The HayWired Scenario — How can the San Francisco bay region bounce back better?

Kenneth W. Hudnut, Anne M. Wein, Dale A. Cox, Suzanne C. Perry, Keith A. Porter, Laurie A. Johnson, & Jennifer A. Strauss

Submitted July 17, 2017, SCEC Contribution #7311, 2017 SCEC Annual Meeting Talk on Wed 10:30

The HayWired scenario is a hypothetical yet scientifically realistic and quantitative depiction of a moment magnitude (Mw) 7.0 earthquake (mainshock) occurring on April 18, 2018, at 4:18 p.m. on the Hayward Fault in the east bay part of the San Francisco Bay area, California. The hypothetical earthquake has its epicenter in Oakland, and strong ground shaking from the scenario causes a wide range of severe impacts throughout the greater bay region. In the scenario, the Hayward Fault is ruptured along its length for 83 kilometers (about 52 miles).

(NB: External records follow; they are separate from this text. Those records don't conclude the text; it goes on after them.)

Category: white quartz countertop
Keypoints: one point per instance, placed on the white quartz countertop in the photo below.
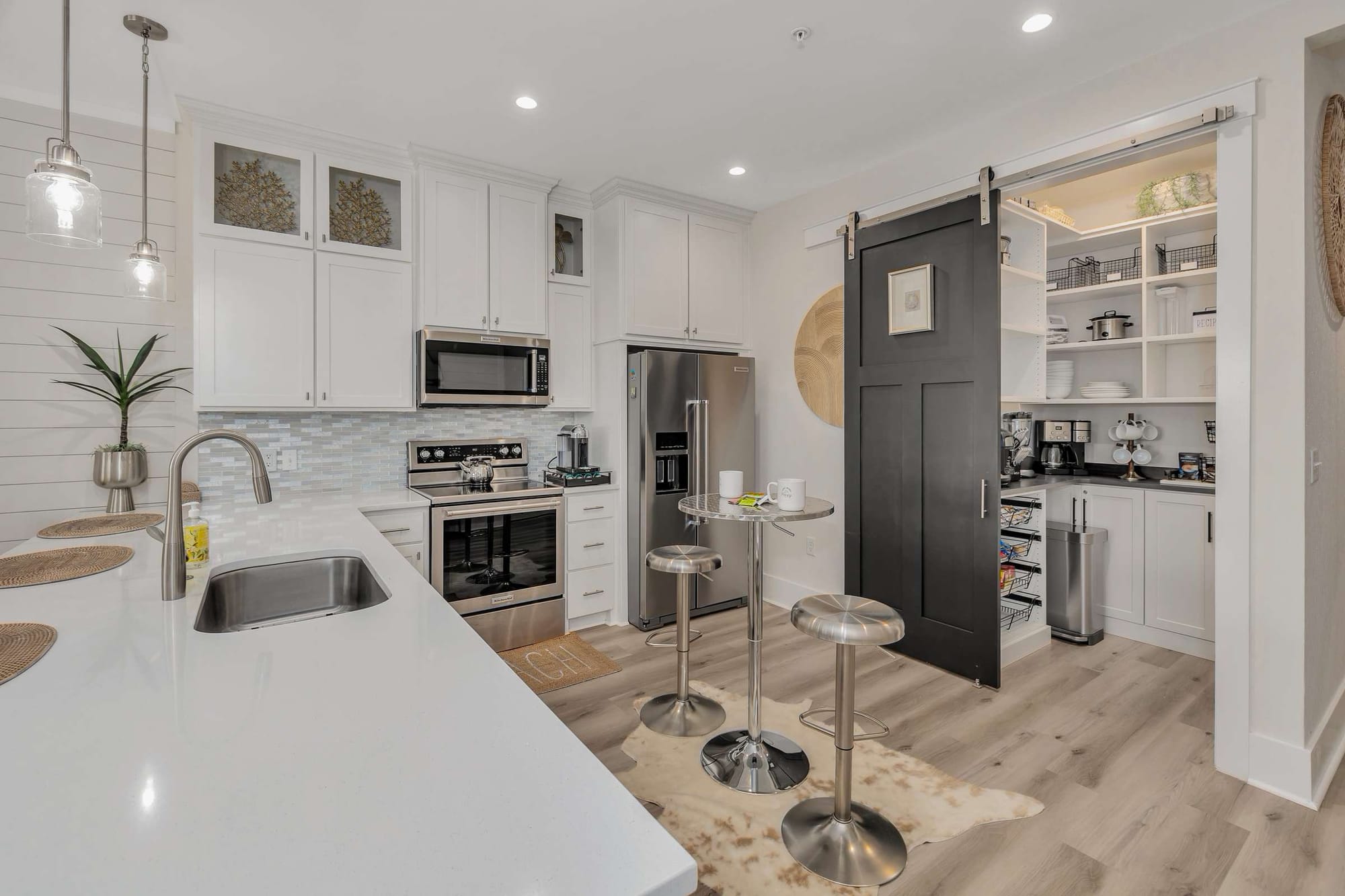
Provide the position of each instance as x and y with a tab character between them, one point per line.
380	751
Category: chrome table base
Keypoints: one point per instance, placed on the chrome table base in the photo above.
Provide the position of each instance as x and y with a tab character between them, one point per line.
766	764
677	717
863	852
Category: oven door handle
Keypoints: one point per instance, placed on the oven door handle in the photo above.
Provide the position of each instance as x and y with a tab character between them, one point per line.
496	510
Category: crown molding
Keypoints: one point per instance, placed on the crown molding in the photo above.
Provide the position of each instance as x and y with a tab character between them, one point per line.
249	124
623	188
572	197
432	158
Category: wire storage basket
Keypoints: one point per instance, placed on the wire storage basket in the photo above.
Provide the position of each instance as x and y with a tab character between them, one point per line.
1188	259
1120	270
1081	272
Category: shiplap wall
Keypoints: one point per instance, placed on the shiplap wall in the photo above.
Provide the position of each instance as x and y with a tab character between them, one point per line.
48	431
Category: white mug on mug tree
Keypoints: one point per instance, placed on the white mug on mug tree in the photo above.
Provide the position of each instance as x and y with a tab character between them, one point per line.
731	483
789	494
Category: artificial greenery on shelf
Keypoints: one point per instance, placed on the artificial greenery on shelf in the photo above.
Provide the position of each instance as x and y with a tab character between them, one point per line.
124	388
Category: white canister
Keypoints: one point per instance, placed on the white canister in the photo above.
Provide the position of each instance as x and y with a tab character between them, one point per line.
789	494
731	483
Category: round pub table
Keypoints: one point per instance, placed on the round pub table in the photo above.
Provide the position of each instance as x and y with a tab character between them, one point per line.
750	759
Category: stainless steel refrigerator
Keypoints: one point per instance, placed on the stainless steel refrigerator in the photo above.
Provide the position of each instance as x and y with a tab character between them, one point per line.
689	416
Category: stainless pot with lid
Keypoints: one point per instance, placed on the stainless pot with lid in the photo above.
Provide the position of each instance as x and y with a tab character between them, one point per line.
1110	326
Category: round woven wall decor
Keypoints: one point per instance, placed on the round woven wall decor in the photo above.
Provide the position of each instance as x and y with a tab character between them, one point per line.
820	357
1334	196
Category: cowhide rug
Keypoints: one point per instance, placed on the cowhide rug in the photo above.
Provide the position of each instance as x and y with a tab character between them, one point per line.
736	837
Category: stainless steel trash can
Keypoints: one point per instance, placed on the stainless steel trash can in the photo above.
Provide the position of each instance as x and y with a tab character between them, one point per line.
1074	581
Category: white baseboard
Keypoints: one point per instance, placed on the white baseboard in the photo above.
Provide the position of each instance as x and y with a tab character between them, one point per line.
1281	768
1327	745
1160	638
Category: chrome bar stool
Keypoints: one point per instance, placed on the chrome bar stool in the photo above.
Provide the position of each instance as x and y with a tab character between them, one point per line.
833	836
684	713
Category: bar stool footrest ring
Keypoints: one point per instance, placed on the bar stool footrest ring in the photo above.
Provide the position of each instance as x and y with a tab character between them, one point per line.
832	732
652	642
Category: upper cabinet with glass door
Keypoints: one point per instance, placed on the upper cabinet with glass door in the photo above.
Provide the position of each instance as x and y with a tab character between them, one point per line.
572	252
252	189
364	209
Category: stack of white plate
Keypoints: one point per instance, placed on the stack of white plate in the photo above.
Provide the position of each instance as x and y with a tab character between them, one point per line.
1061	378
1105	389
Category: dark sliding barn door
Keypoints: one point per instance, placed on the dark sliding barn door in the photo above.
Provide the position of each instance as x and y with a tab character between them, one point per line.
922	436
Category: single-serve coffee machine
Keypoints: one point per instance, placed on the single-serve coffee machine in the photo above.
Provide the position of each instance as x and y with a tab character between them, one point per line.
1061	446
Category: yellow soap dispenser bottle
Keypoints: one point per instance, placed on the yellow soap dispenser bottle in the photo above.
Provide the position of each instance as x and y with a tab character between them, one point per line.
196	536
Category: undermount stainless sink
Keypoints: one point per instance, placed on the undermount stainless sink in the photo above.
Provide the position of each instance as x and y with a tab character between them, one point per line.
272	591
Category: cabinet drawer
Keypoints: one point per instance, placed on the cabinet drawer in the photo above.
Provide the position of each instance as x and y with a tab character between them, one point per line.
591	506
590	542
400	526
415	555
590	591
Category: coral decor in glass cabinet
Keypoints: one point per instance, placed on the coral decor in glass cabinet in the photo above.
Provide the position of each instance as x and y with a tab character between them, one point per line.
571	253
254	190
364	209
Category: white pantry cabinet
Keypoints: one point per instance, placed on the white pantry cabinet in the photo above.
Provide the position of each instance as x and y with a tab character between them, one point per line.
1180	563
455	251
571	310
364	348
254	325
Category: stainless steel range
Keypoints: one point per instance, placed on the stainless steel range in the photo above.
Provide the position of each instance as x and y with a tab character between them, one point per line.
497	537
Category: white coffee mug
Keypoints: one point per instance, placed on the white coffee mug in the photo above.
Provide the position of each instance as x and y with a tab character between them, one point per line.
787	494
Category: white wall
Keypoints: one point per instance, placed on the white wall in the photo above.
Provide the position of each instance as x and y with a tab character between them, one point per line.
1324	661
48	431
787	278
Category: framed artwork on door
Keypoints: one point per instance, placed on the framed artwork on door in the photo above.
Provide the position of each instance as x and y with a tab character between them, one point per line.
911	300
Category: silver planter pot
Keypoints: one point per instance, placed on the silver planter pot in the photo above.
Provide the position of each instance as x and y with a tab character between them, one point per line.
120	471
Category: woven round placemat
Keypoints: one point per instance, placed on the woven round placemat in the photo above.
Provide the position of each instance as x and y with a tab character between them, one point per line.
44	567
100	525
22	645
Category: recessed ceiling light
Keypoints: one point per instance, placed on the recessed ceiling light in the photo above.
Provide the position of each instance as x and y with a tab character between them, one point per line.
1038	22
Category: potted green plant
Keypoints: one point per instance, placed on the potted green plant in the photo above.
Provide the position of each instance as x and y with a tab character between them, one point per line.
120	467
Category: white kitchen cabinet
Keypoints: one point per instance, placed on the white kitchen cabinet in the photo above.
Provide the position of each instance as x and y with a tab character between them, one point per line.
571	313
364	209
455	251
520	259
716	283
254	325
251	189
364	323
656	271
1180	563
1121	512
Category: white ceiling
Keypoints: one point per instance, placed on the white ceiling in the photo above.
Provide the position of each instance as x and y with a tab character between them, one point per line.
670	93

Building on a decades-long series of efforts to reduce earthquake risk in the San Francisco Bay region, the hypothetical HayWired earthquake is used to examine the well-known earthquake hazard of the Hayward Fault, with a focus on newly emerging vulnerabilities. After a major earthquake disaster, reestablishing water services and food-supply chains are, of course, top priorities. However, problems associated with telecommunication outages or “network congestion” will increase and become more urgent as the bay region deepens its reliance on the “Internet of Things.”

Communications at all levels are crucial during incident response following an earthquake. Damage to critical facilities (such as power plants) from earthquake shaking and to electrical and telecommunications wires and fiber-optic cables that are severed where they cross a fault rupture can trigger cascading Internet and telecommunications outages, and restoring these services is crucially important for emergency-response coordination. Without good communications, emergency-response efficiency is reduced, and as a result, life-saving response functions can be compromised. For these reasons, the name HayWired was chosen for this scenario to emphasize the need to examine our interconnectedness and reliance on telecommunications and other lifelines (such as water and electricity).

Earthquake risk in the San Francisco Bay region has been greatly reduced as a result of previous concerted efforts; for example, a roughly $50 billion investment in strengthening infrastructure was motivated in large part by the 1989 magnitude (M) 6.9 Loma Prieta earthquake. The earthquake hazard from the Hayward Fault remains high, however, and work still needs to be done to ensure that the region is ready for an earthquake like that in the HayWired scenario.

Key Words
Hayward Fault, Scenario

Citation
Hudnut, K. W., Wein, A. M., Cox, D. A., Perry, S. C., Porter, K. A., Johnson, L. A., & Strauss, J. A. (2017, 07). The HayWired Scenario — How can the San Francisco bay region bounce back better?. Oral Presentation at 2017 SCEC Annual Meeting.